Posted: 22nd June 2010 by Nigel in Bamboo Bike, The Build

Once all the sections of bamboo have been heat treated, cut to length and mitred, and once the metal sections have been prepped, then you are ready to prep the frame for a wet layup. A wet layup takes several hours, and requires the frame to be held at different angles and loads to be applied as the carbon is laid up. To ensure that you end up with a nice straight frame, you need to create solid bonds at each joint.

First we had to figure out how to get the frame to be straight in all the appropriate dimensions. If we end up building more in the future, then we will build a jig, however I think for a one-off a jig is a bit overkill. That being said, a using a jig is really the ideal way to do this step, so the following is not so much a set of instructions as it is an explanation of how I tacked my frame together. Please take that into consideration if you make your own bamboo bike.

I had decided to use the steel chain stays from the donor bike partly because of the tension, compression and torque loads that are applied on them when riding, and also to help with getting the whole bike to be straight and true.

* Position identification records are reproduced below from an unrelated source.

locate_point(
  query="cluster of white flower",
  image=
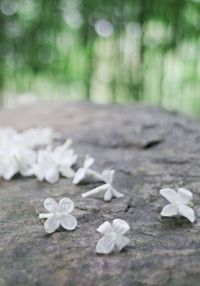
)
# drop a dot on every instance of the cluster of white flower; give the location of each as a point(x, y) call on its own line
point(30, 153)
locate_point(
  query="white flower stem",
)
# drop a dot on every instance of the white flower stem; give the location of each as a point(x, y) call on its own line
point(95, 174)
point(45, 215)
point(95, 191)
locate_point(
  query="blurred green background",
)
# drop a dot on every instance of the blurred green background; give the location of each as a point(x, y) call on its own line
point(102, 51)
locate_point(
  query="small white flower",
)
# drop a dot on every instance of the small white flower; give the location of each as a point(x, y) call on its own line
point(58, 215)
point(113, 236)
point(180, 203)
point(46, 167)
point(50, 164)
point(65, 158)
point(110, 192)
point(81, 173)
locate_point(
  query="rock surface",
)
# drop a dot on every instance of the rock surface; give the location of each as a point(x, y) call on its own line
point(149, 148)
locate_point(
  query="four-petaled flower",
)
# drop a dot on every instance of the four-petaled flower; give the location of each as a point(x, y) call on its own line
point(110, 192)
point(113, 236)
point(180, 203)
point(58, 215)
point(82, 172)
point(50, 163)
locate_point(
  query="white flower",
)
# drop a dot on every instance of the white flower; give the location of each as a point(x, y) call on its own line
point(59, 215)
point(113, 235)
point(16, 159)
point(180, 203)
point(85, 170)
point(46, 167)
point(50, 164)
point(65, 158)
point(110, 192)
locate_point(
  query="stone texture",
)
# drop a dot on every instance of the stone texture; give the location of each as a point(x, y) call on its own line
point(149, 148)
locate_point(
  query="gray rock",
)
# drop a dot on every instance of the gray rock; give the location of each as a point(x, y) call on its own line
point(149, 148)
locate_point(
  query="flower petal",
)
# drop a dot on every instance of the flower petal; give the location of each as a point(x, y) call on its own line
point(187, 212)
point(120, 226)
point(108, 176)
point(51, 224)
point(108, 195)
point(169, 210)
point(121, 241)
point(169, 194)
point(89, 161)
point(52, 175)
point(67, 172)
point(66, 206)
point(68, 222)
point(184, 196)
point(79, 176)
point(105, 228)
point(105, 245)
point(51, 205)
point(117, 194)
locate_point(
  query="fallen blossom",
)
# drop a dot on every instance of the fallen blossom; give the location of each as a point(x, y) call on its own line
point(113, 236)
point(180, 203)
point(59, 214)
point(107, 188)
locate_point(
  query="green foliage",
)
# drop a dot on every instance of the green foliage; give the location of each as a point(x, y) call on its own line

It was a trade-off because I had to compromise with a longer than desirable wheelbase, and I would have liked to build the whole bike out of bamboo (I even treated, cut and mitred bamboo chain stays), but in the end I think I made the right choice.

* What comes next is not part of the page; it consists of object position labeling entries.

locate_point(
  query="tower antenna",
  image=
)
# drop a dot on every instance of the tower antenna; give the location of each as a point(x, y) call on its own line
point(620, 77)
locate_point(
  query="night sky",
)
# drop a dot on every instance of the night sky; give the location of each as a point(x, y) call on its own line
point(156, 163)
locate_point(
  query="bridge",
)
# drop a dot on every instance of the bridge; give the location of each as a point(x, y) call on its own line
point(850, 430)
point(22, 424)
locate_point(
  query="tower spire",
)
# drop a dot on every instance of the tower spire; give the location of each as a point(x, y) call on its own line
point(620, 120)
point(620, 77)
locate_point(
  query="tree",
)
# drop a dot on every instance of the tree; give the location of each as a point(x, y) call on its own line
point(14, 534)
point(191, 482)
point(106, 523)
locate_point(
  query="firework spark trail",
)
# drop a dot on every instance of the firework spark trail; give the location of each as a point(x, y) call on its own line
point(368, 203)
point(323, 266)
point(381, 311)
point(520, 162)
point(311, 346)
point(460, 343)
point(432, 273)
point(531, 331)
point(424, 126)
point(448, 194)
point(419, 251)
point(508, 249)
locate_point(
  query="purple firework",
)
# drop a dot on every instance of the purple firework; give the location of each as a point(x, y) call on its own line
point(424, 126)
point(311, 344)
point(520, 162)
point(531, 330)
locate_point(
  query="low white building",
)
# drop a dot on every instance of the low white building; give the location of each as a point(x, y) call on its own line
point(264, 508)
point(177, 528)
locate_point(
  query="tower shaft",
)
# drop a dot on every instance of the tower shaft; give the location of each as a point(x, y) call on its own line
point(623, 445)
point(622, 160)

We (Jame Kay, who was invaluable in this phase of the build, and I) started by tacking the seat tube the bottom bracket shell, which was conveniently already attached to the chain stays. To get it to set straight, we put on the rear wheel, put a spacer between the wheels and the seat tube, and sighted from behind the wheel to ensure it was straight up. Once we were satisfied this would work, we popped the seat tube off, slapped some 5-minute epoxy on the joint, and then taped it all in place.

Next we attached the seat stays. Once problem we noticed was that a compression force between the seat stays and the dropouts (which is the load they will experience when the bike is riden), creates an outward force on the bottom end of the stays. As such, they will at best shift a little as the bamboo compresses between the dropouts and the carbon layup, but more likely they would split. To address this, Jame thought of putting a washer underneath so that the force would be translated directly upwards. As I didn’t have the right size washer on hand, Jame cut a fairlead in half, removed the plastic, and voila! We 5-minute epoxed it all together and used electrical tape to hold it in place until the epoxy set. The nice thing about electrical tape is that epoxy does not bond to it. Do not use masking tape with epoxy!

Finally we had to tack on the top tube, down tube and head tube (which form the front triangle). This part is really tricky because you have to make sure that the whole front triangle is set in line with the rear triangle, while at the same time ensuring that the head tube is directly vertical. Starting with very well mitred joints really helps here because everything more or less lines itself up, you just have to fine tune to get it bang on.

We first installed the headset and fork so that when the frame is leaning forward on the front dropouts, we would know that the head tube is vertical. Then we used a clever little trick I am calling the “bungee method”. It is a modification of Sheldon Brown’s “string method” for ensuring that a steel frame is aligned after spreading the rear triangle to accept a wider rear axel. By using a bungee rather than a string, the bungee serves the dual purpose of ensuring alignment, and holding the parts together while the epoxy sets. I ran a piece of bungee through both dropouts and around the head tube, then tied it so that there was a decent amount of tension. Then we epoxied each joint, and rested the frame on the bottom bracket shell and the front dropouts. We measured and adjusted the alignment continuously until the epoxy set. As you can see in the second picture below, the gap between the right (from a rider’s perspective) bungee and the top tube is larger than the gap between the left bungee and the top tube. That indicates that the alignment needs adjustment.

With the 5-minute epoxy set, the frame was assembled, tacked, and ready for the wet layup. I should have been more excited in this picture, except that it was starting to get late and we still had a lot of work to do.